Justice and Prosecutorial Misconduct
Michael Morton was exonerated by DNA evidence this month after being wrongfully convicted of murdering his wife and serving nearly 25 years in prison in Texas. In seeking to prove Mr. Morton’s innocence, his lawyers found in recently unsealed court records evidence that the prosecutor in the original trial, Ken Anderson, had withheld critical evidence that may have helped Mr. Morton.
The judge reviewing the case allowed Mr. Morton’s lawyers, including those from the Innocence Project, which represents prisoners seeking exoneration through DNA evidence, to gather facts about the prosecutor’s conduct. The Innocence Project’s report makes a compelling case that Mr. Anderson, now a state judge, disobeyed “a direct order from the trial court to produce the exculpatory police reports from the lead investigator” in the case.
Mr. Morton’s lawyers have asked that the judge recommend a “court of inquiry” to investigate whether Mr. Anderson violated the law and should be charged in a criminal proceeding. While this process is an urgent matter for Mr. Morton, it is also a test of American justice — whether a prosecutor who flouts his duty under the Constitution to disclose crucial evidence to a defendant is subject to any meaningful sanction.
Prosecutors have enormous power in determining who is subjected to criminal punishment because they have broad discretion in deciding criminal charges. The Brady rule, established by the Supreme Court in 1963, is supposed to be an important check on that power. It requires prosecutors to disclose evidence favorable to the defendant.
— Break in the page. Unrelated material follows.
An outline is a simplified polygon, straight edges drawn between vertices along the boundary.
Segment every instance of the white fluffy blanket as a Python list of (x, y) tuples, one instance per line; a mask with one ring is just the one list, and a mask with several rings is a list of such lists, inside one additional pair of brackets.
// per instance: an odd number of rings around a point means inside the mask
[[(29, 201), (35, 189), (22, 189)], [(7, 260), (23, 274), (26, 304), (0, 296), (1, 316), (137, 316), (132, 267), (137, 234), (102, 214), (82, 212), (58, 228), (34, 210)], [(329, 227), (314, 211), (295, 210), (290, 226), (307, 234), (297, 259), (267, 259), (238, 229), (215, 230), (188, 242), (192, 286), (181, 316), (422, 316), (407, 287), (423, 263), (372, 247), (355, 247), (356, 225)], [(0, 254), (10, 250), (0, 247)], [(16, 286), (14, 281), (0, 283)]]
But their failure to comply is rarely discovered, and, even then, prosecutors are almost never punished.
The Supreme Court, in an outrageous decision earlier this year, further weakened the ability of wronged defendants to make prosecutors’ offices liable by giving them nearly absolute immunity against civil suits. Justice Clarence Thomas justified the ruling, noting that an “attorney who violates his or her ethical obligations is subject to professional discipline, including sanctions, suspension, and disbarment.” But bar associations hardly ever punish this behavior; judges seldom discipline prosecutors for such violations; and criminal sanctions are rarely imposed against prosecutors.
This is why the Morton inquiry is crucial. The Innocence Project report found that Mr. Anderson willfully failed to disclose police notes that another man committed the murder, concealed from the trial judge that he did not provide the full police report and advised his successor as prosecutor “to oppose all of Mr. Morton’s postconviction motions for DNA testing.” If a court confirms these findings, it must hold Mr. Anderson accountable — or it will send a message to prosecutors in Texas and elsewhere that the criminal justice system is incapable of deterring or punishing this conduct.
There are, however, a small but growing number of prosecutors’ offices around the country that have systems to prevent the gross miscarriage of justice that Mr. Morton suffered. Like the New York County District Attorney’s Office, they allow open records so defendants can have a copy of almost anything in the case file, and they support having courts audit their compliance with Brady.
Courts should more closely supervise prosecutors by using pretrial conferences where prosecutors must say what they are disclosing under the Brady rule and what they are withholding. Prosecutors must understand that they will be held accountable — with strong criminal sanctions — when they violate their constitutional duties.
Correction: February 4, 2012
An editorial on Thursday, Dec. 29, on prosecutorial misconduct misstated the open-records policy of the New York County District Attorney’s office. The office allows defendants accused of certain low-level offenses to have copies of records in their case files, not in all cases.